3. Restore points before risk
Before any risky architectural change, a restore point is committed to version control. If an AI-generated block causes a regression, we roll back to the restore point and approach the problem differently — we do not ask the AI to fix what the AI broke. That loop wastes hours and produces unstable code.
What this means for your project timeline
The practical effect of this workflow is that we can deliver a production-ready MVP in a fraction of the time a traditional agency would quote — without the instability that comes from treating AI as a shortcut rather than a tool.
The speed gain is real. GitHub's research and our own project data both support it. But the gain is only durable when a senior engineer owns the output, enforces the guardrails, and makes the judgment calls that AI cannot.
When you work with a team that has built a real AI workflow, the deliverable is not just faster code. It is faster code that holds up when your user base grows, when requirements change, and when the next developer opens the repo for the first time.

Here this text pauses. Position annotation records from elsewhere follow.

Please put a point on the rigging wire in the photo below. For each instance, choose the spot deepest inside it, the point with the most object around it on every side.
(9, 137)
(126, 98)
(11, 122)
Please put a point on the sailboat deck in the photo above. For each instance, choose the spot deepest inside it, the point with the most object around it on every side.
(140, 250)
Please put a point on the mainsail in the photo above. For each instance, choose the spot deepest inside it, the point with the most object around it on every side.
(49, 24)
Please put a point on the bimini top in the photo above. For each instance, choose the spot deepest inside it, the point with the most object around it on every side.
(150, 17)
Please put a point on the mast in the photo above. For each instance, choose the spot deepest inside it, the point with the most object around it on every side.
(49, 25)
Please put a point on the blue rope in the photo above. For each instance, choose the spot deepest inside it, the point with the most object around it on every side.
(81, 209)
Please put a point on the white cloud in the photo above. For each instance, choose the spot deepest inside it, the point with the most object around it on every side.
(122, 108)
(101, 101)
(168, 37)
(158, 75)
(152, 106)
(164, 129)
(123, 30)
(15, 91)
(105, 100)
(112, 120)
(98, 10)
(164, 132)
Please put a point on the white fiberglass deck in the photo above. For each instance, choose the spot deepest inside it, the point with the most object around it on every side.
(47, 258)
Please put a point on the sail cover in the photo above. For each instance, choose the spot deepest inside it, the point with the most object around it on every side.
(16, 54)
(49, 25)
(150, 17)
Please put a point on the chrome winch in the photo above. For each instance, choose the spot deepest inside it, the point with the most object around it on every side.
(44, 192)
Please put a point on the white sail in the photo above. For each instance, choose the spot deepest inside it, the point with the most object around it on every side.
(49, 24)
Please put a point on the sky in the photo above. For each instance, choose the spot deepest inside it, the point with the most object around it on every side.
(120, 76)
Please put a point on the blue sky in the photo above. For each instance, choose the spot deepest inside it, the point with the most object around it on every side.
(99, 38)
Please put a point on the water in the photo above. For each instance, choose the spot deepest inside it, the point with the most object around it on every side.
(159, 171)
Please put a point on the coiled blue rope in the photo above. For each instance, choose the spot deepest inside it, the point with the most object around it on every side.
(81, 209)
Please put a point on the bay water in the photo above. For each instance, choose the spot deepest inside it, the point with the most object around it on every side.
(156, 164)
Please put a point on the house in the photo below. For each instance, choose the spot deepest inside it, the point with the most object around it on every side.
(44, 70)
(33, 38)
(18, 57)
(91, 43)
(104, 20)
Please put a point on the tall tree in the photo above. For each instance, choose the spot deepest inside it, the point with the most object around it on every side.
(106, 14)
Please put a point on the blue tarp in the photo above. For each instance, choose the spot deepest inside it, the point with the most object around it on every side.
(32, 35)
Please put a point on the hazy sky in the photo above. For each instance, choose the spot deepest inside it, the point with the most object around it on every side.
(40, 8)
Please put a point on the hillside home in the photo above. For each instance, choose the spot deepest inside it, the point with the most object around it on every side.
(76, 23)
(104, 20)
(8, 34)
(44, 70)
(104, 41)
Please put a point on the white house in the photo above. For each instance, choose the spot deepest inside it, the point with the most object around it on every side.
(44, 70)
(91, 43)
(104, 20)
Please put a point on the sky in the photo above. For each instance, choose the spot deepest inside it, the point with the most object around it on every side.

Questions to ask any agency that claims to use AI
If you are evaluating development partners, these questions will separate teams with a real workflow from teams using AI as a marketing claim:
- What specific tools do you use, and at which stages of development?
- How do you handle AI-generated regressions?
- Does a senior engineer review every AI-generated commit before it merges?
- What is your rollback procedure when an AI change breaks something in production?
- Can you show me a recent project where AI accelerated delivery and explain exactly how?
An agency with a real process will answer these without hesitation. An agency using AI as a buzzword will give you vague answers about "leveraging cutting-edge tools."